Le 16 avril dernier, les professionnels de santé de la prison de Sequedin (Nord) ont exercé leur droit de retrait. Ils estimaient que leur sécurité n’était pas assurée. Depuis, les conditions se sont légèrement améliorées pour les infirmiers, mais pas pour les psychiatres et les psychologues qui n’ont toujours pas de bureaux disponibles pour exercer. Les consultations se font le plus souvent dans les couloirs ou dans la salle de pause.
"Notre sécurité et l’accès aux soins pour les détenus sont complètement indignes." Elisabeth Schaeffer, psychologue à la maison d’arrêt de Sequedin dans le Nord, est révoltée. Comme tout le personnel de santé de la prison, elle a exercé son droit de retrait le 16 avril dernier. Ce jour là, tous les soignants se sont rassemblés devant la prison. "Lorsque nous avons décidé d’exercer notre droit de retrait, nous avons beaucoup hésité, car nous en connaissions les conséquences, notamment pour la centaine de détenus sous méthadone. Mais nous n’avions que cette solution pour réveiller l’administration sur notre insécurité” explique Franck Leplus, secrétaire régional UNSA Santé et Sociaux.
Lame de rasoir
Les conditions de sécurité étaient devenues intenables pour les soignants et le personnel social. Quelques jours avant le droit de retrait, une éducatrice spécialisée avait reçu un prisonnier. Ce dernier avait sorti de sa poche une lame de rasoir pour la menacer. "Heureusement, il n’y a pas eu d’agression, mais le détenu n’a pas été fouillé, ce qui est anormal", se lamente Franck Leplus qui regrette aussi le manque de protection des infirmiers qui distribuent la méthadone.
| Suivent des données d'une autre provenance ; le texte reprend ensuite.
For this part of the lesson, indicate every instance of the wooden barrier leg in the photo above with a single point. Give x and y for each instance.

Ils sont cinq à sept infirmiers à administrer cette substance tous les matins, mais "il n’y a jamais assez de gardes pour les protéger" juge-t-il. Régulièrement, "un infirmier se promène dans la maison d’arrêt avec une mallette de méthadone qui ne ferme pas. Il n’a aucune protection. Les informations circulent très vite en prison. Si les détenus savaient ce qu’il y a dans cette mallette, cela pourrait être très dangereux pour l’infirmier" alerte Franck Leplus.
Dans le couloir
Et pour les psychiatres et psychologues, la situation n’est pas meilleure. Il n’y a pas assez de salles disponibles pour tenir les consultations. "Dans le bâtiment central, il n’y a que deux bureaux que se partagent neuf psychologues et trois psychiatres" déplore Elisabeth Schaeffer. C’est alors aux soignants de se débrouiller pour trouver un endroit pour consulter, le plus souvent dans le couloir, dans la salle de pause ou dans le salon de coiffure. "Et lorsqu’il n’y a vraiment pas d’endroit où tenir la consultation, elle est tout simplement supprimée" dénonce Franck Leplus.
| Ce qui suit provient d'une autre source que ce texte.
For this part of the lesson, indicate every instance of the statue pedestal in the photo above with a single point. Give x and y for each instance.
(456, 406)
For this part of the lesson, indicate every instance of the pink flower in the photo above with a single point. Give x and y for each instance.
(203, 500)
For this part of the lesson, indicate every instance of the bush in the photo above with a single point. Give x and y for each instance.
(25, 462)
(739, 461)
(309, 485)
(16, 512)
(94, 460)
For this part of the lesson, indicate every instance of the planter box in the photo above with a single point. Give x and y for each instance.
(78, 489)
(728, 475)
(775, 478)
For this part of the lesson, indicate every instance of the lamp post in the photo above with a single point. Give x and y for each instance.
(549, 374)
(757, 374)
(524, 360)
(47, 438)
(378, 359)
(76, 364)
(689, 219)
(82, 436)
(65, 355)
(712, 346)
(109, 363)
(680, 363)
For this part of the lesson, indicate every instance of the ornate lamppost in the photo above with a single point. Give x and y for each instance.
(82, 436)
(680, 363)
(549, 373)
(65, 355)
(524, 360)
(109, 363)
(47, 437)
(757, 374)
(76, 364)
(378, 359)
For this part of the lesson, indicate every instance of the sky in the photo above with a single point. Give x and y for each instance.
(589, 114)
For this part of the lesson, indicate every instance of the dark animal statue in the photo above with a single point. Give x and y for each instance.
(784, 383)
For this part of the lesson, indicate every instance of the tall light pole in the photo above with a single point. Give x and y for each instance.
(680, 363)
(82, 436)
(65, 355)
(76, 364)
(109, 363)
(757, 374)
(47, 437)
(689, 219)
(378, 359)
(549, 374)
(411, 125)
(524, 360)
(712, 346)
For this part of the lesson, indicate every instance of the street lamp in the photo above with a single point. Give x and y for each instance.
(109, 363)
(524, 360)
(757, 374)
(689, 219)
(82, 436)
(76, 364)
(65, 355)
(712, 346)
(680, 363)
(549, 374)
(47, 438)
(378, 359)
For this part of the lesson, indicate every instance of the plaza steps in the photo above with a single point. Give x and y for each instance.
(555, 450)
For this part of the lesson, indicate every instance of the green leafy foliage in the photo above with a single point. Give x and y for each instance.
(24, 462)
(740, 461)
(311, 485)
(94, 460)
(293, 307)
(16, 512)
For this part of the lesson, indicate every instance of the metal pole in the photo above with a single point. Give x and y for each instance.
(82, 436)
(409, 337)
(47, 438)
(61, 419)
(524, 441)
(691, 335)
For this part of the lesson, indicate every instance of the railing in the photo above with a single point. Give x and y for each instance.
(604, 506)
Elisabeth Schaeffer s’élève contre les difficultés d’accès aux soins pour les détenus. "Je ne peux pas voir les détenus toutes les semaines, c’est donc très compliqué d’avoir un vrai suivi psychologique. D’autant que la file d’attente pour obtenir un rendez vous est de deux à trois mois", s’insurge-t-elle. Et le manque de garde rend les conditions de travail encore plus compliquées. "Lorsque j’ai un rendez-vous à 9 heures, je dois souvent attendre une heure voire plus avant que le détenu n’arrive", s’emporte la psychologue.
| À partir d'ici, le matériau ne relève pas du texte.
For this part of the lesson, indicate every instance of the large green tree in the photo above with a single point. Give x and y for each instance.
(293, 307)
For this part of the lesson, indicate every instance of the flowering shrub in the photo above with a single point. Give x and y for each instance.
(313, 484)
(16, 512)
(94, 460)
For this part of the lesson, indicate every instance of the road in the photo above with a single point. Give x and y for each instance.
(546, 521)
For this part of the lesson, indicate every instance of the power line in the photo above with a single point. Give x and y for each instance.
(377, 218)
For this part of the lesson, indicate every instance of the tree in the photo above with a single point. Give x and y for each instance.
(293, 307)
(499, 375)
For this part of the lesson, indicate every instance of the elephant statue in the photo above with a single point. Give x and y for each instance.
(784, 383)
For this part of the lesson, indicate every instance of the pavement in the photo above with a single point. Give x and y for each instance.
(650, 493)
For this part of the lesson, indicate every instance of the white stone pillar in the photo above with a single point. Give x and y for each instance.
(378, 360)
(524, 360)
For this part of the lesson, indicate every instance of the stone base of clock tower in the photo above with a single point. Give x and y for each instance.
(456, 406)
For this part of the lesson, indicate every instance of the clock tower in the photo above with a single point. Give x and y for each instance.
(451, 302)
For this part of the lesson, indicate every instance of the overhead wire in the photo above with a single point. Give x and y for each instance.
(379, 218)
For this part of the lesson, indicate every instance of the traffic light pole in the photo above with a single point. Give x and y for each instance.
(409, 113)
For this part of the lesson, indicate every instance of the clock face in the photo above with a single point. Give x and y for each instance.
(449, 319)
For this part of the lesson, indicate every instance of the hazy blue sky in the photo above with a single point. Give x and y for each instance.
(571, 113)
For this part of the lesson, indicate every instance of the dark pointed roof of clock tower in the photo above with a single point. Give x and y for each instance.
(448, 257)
"Tout cela n’est pas de la faute des surveillants. Ils ne sont tout simplement pas assez nombreux" explique Elisabeth Schaeffer avant d’ajouter qu’ "ils ont d’ailleurs fait grève il y a peu de temps". D’après Franck Leplus, "la situation est déjà très précaire dans la prison. Il y a 900 détenus alors que la maison d’arrêt ne compte que 600 places. Le problème, c’est que le nombre de gardiens est normal au regard des 600 places, mais pas des 900”.
Minimale
Le jour du droit de retrait, l’administration pénitentiaire a demandé aux infirmiers d’assurer la distribution de méthadone. Ces derniers ont refusé faute de sécurité suffisante. “Une heure et demie plus tard, l’administration nous annonçait qu’elle avait trouvé les gardes nécessaires pour accompagner les infirmiers. Certain m’ont raconté que ce jour là, il n’y avait jamais eu autant de personnel pour les accompagner”, rit jaune Franck Leplus.
Depuis le droit de retrait, la situation s’est améliorée pour les infirmiers. Plus de gardes assurent leur sécurité lors de la distribution de méthadone. En revanche, il n’y a eu aucune amélioration pour les psychiatres et les psychologues. Il n’y a toujours pas de salles disponibles et la sécurité est toujours minimale. "Dès lors qu’une nouvelle situation de danger se présentera, nous n’hésiterons pas à refaire valoir notre droit de retrait” juge Franck Leplus. Et Elisabeth Schaeffer d’ajouter : "si rien ne bouge, nous ferons grève".